5. Keep good records
- Do not let good record-keeping protocols fall by the wayside as you are busy navigating these turbulent times. Claims are successfully defended when there are good records.
What advice can you offer to seminary executive leadership during this time?
Don’t be overwhelmed. Acting too quickly or too unilaterally can lead to mistakes. This is a time for leaders to be thoughtful. Feel free to brainstorm. Also, don’t keep everything all to yourself. Executive leadership can be a lonely role. Communicate with your board and other trusted colleagues. These relationships are important.
And what advice do you have for seminary board members?

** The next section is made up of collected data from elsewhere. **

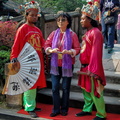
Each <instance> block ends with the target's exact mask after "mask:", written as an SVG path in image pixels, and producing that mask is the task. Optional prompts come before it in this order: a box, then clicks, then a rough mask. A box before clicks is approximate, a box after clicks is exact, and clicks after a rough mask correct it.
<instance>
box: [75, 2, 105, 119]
mask: <svg viewBox="0 0 120 120" xmlns="http://www.w3.org/2000/svg"><path fill="white" fill-rule="evenodd" d="M81 11H82V16H81V21H80V23H81V25H82V27H83V28H86V30H87V31H86V33H85V34H84V35H83V37H82V46H81V51H80V58H79V59H80V62H81V68H80V71H78V73H79V74H80V75H79V80H78V85H79V86H80V87H81V88H82V93H83V96H84V101H85V104H84V106H83V110H82V112H80V113H77V114H75V116H77V117H79V116H86V115H91V114H92V108H93V104H94V105H95V107H96V110H97V113H96V117H95V118H94V119H93V120H105V119H106V111H105V103H104V99H103V88H104V86H105V85H106V80H105V75H104V71H103V65H102V51H103V36H102V33H101V31H100V30H99V29H98V22H97V20H96V19H97V17H98V13H99V10H98V8H97V7H96V6H94V5H90V4H87V5H86V6H83V8H82V9H81Z"/></svg>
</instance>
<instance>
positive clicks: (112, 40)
mask: <svg viewBox="0 0 120 120" xmlns="http://www.w3.org/2000/svg"><path fill="white" fill-rule="evenodd" d="M118 9H119V0H101V1H100V18H101V19H100V20H99V21H100V23H101V25H102V33H103V36H104V42H105V47H104V48H105V49H108V53H111V52H112V50H113V48H114V40H115V25H116V22H117V14H116V10H118ZM106 15H107V16H108V15H112V16H114V18H115V23H113V24H105V22H104V18H105V17H106Z"/></svg>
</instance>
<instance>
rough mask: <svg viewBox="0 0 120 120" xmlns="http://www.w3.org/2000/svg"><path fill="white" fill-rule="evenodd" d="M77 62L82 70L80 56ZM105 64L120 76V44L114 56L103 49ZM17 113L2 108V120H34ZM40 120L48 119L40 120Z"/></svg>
mask: <svg viewBox="0 0 120 120" xmlns="http://www.w3.org/2000/svg"><path fill="white" fill-rule="evenodd" d="M76 61H77V62H76V64H75V67H77V68H80V63H79V56H77V58H76ZM103 64H104V69H105V70H106V71H112V72H117V73H118V75H120V44H115V47H114V49H113V52H112V54H108V53H107V49H103ZM108 74H109V73H108ZM17 111H18V110H14V109H3V108H0V120H34V119H31V118H30V116H29V115H21V114H17ZM35 120H36V119H35ZM38 120H48V119H44V118H38Z"/></svg>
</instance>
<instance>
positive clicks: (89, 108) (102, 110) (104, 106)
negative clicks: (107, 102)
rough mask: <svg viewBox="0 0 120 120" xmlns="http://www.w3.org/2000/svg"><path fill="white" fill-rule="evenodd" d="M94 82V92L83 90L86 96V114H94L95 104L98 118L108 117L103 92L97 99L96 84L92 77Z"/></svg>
mask: <svg viewBox="0 0 120 120" xmlns="http://www.w3.org/2000/svg"><path fill="white" fill-rule="evenodd" d="M91 82H92V91H91V93H89V92H86V91H85V90H84V89H82V92H83V95H84V101H85V104H84V106H83V111H84V112H92V107H93V104H95V107H96V110H97V113H96V116H98V117H100V118H105V117H106V111H105V102H104V99H103V92H102V93H101V96H100V98H98V97H96V96H95V95H94V83H93V77H91Z"/></svg>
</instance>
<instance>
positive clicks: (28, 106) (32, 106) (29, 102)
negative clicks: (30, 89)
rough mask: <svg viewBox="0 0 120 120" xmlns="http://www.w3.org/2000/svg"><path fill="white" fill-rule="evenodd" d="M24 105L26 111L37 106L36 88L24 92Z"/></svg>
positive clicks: (27, 110) (23, 99)
mask: <svg viewBox="0 0 120 120" xmlns="http://www.w3.org/2000/svg"><path fill="white" fill-rule="evenodd" d="M23 106H24V109H25V111H33V110H34V109H35V107H36V89H31V90H28V91H26V92H24V94H23Z"/></svg>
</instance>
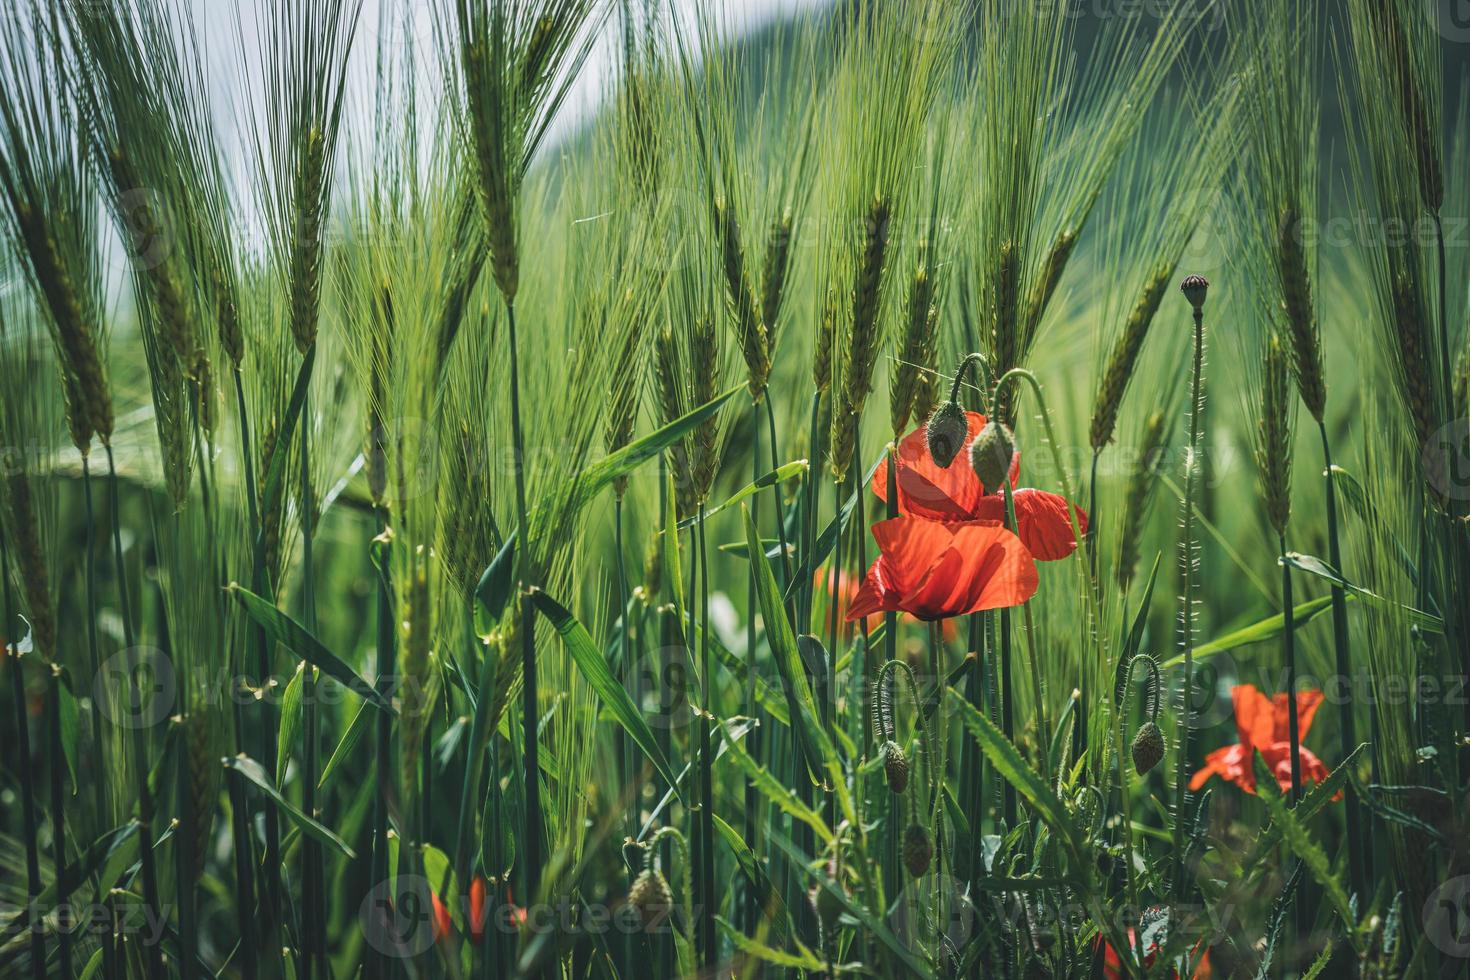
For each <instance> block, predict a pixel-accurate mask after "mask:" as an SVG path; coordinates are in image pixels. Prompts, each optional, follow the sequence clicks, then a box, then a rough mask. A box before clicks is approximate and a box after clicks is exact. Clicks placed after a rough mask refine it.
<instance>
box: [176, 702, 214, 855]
mask: <svg viewBox="0 0 1470 980" xmlns="http://www.w3.org/2000/svg"><path fill="white" fill-rule="evenodd" d="M182 735H184V749H185V764H187V765H188V801H185V805H187V807H190V810H191V811H193V817H194V827H193V829H194V835H193V840H187V842H184V846H187V848H190V852H191V860H190V862H188V867H190V868H191V870H193V873H194V874H196V876H201V874H203V873H204V860H206V857H207V855H209V851H210V846H209V845H210V842H212V840H213V832H215V802H216V801H218V799H219V789H221V783H222V782H223V780H222V776H223V768H222V767H221V764H219V760H221V757H222V755H223V745H225V741H223V738H222V729H221V727H219V718H218V717H216V716H215V710H213V708H210V707H209V704H207V702H204V701H203V699H201V701H200V702H198V704H197V705H194V707H193V708H190V713H188V714H187V716H184V732H182Z"/></svg>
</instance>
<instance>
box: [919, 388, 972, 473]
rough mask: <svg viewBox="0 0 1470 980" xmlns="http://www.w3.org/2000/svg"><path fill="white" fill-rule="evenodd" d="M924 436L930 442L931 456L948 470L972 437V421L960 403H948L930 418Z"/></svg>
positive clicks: (926, 439) (929, 449)
mask: <svg viewBox="0 0 1470 980" xmlns="http://www.w3.org/2000/svg"><path fill="white" fill-rule="evenodd" d="M923 435H925V439H926V441H928V442H929V455H932V457H933V461H935V463H938V464H939V467H941V469H945V470H947V469H950V463H954V457H957V455H958V454H960V450H963V448H964V439H966V438H967V436H969V435H970V420H969V417H966V414H964V408H961V407H960V403H957V401H947V403H944V404H942V406H939V407H938V408H935V411H933V414H932V416H929V423H928V425H926V426H925V430H923Z"/></svg>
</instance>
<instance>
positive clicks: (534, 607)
mask: <svg viewBox="0 0 1470 980" xmlns="http://www.w3.org/2000/svg"><path fill="white" fill-rule="evenodd" d="M506 325H507V331H509V339H507V342H509V344H510V439H512V447H513V453H514V460H513V461H512V466H513V467H514V472H516V527H517V532H516V533H519V535H520V544H519V547H520V560H519V563H517V564H519V567H520V588H522V597H520V673H522V688H520V713H522V718H520V724H522V729H523V735H525V741H526V745H525V786H523V789H525V793H526V813H525V824H523V827H522V830H523V833H522V837H520V845H522V846H523V848H525V851H523V854H525V865H523V867H525V873H526V893H528V895H529V896H531V899H532V901H534V899H538V898H539V896H541V758H539V754H541V739H539V735H538V732H537V724H538V718H539V708H538V705H539V698H541V695H539V691H538V688H537V608H535V604H534V602H532V601H531V598H529V597H528V595H526V594H525V589H526V588H528V586H531V585H534V583H532V582H529V580H528V577H526V573H528V572H529V560H531V547H532V542H531V526H529V525H528V523H526V473H525V461H526V444H525V436H523V429H522V423H520V344H519V342H517V338H516V304H514V303H513V301H512V300H510V298H509V295H507V298H506Z"/></svg>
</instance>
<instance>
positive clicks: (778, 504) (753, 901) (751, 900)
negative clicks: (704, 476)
mask: <svg viewBox="0 0 1470 980" xmlns="http://www.w3.org/2000/svg"><path fill="white" fill-rule="evenodd" d="M767 400H769V395H767ZM750 423H751V425H750V439H751V450H750V458H751V473H753V479H760V476H761V472H760V467H761V461H760V406H756V404H753V406H751V411H750ZM772 448H775V439H772ZM772 469H775V467H772ZM750 519H751V523H754V525H756V526H757V527H759V526H760V494H756V495H754V497H751V501H750ZM776 523H778V525H781V523H782V522H781V495H779V492H778V494H776ZM804 523H806V516H804V514H803V525H804ZM803 544H806V539H804V538H803ZM782 552H785V545H782ZM803 554H804V552H803ZM789 580H791V573H789V572H788V573H786V582H788V583H789ZM759 601H760V599H759V597H757V595H756V561H754V555H751V561H750V574H747V577H745V713H747V714H748V716H750V717H751V718H756V727H753V729H751V730H750V733H748V735H747V736H745V748H747V749H748V751H750V754H751V758H754V760H757V761H759V760H760V752H761V746H760V741H759V739H760V724H761V721H763V718H761V717H760V714H761V713H760V705H759V704H757V702H756V608H757V605H759ZM744 805H745V840H747V843H748V845H750V848H751V852H753V854H756V855H760V854H761V848H760V790H759V789H756V783H753V782H751V780H748V779H747V780H745V798H744ZM760 917H761V908H760V902H759V901H757V898H756V890H754V889H750V890H748V893H747V901H745V902H744V904H742V905H741V920H739V921H741V926H742V927H744V930H745V934H754V933H756V929H757V926H759V923H760Z"/></svg>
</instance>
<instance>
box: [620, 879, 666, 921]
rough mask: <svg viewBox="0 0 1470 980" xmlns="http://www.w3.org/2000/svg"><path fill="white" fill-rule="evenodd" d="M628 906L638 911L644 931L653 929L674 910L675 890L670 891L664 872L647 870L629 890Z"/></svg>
mask: <svg viewBox="0 0 1470 980" xmlns="http://www.w3.org/2000/svg"><path fill="white" fill-rule="evenodd" d="M628 904H629V905H632V907H634V908H635V909H637V911H638V918H639V920H642V924H644V929H653V927H654V926H657V924H659V923H661V921H663V920H664V918H667V917H669V912H670V911H672V909H673V890H670V889H669V880H667V879H666V877H663V873H661V871H654V870H653V868H645V870H644V871H641V873H639V874H638V877H637V879H634V886H632V887H631V889H628Z"/></svg>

There probably are not many seminary board members in your neighborhood. Seminaries are unique and sometimes fragile institutions, and boards may feel like they are governing from a silo, without the support of others who are facing similar circumstances. You should try to make connections and stay in conversation with others who are facing similar challenges. ATS and the In Trust Center offer this kind of network, and I have found the Center’s idea-sharing opportunities to be valuable.
Finally, times of crisis provide a reminder of the importance of the board-building cycle. We are fortunate that Hartford’s board includes individuals with diverse talents and areas of expertise. This kind of diversity should be cultivated on your own board so that you can lean on it in challenging times.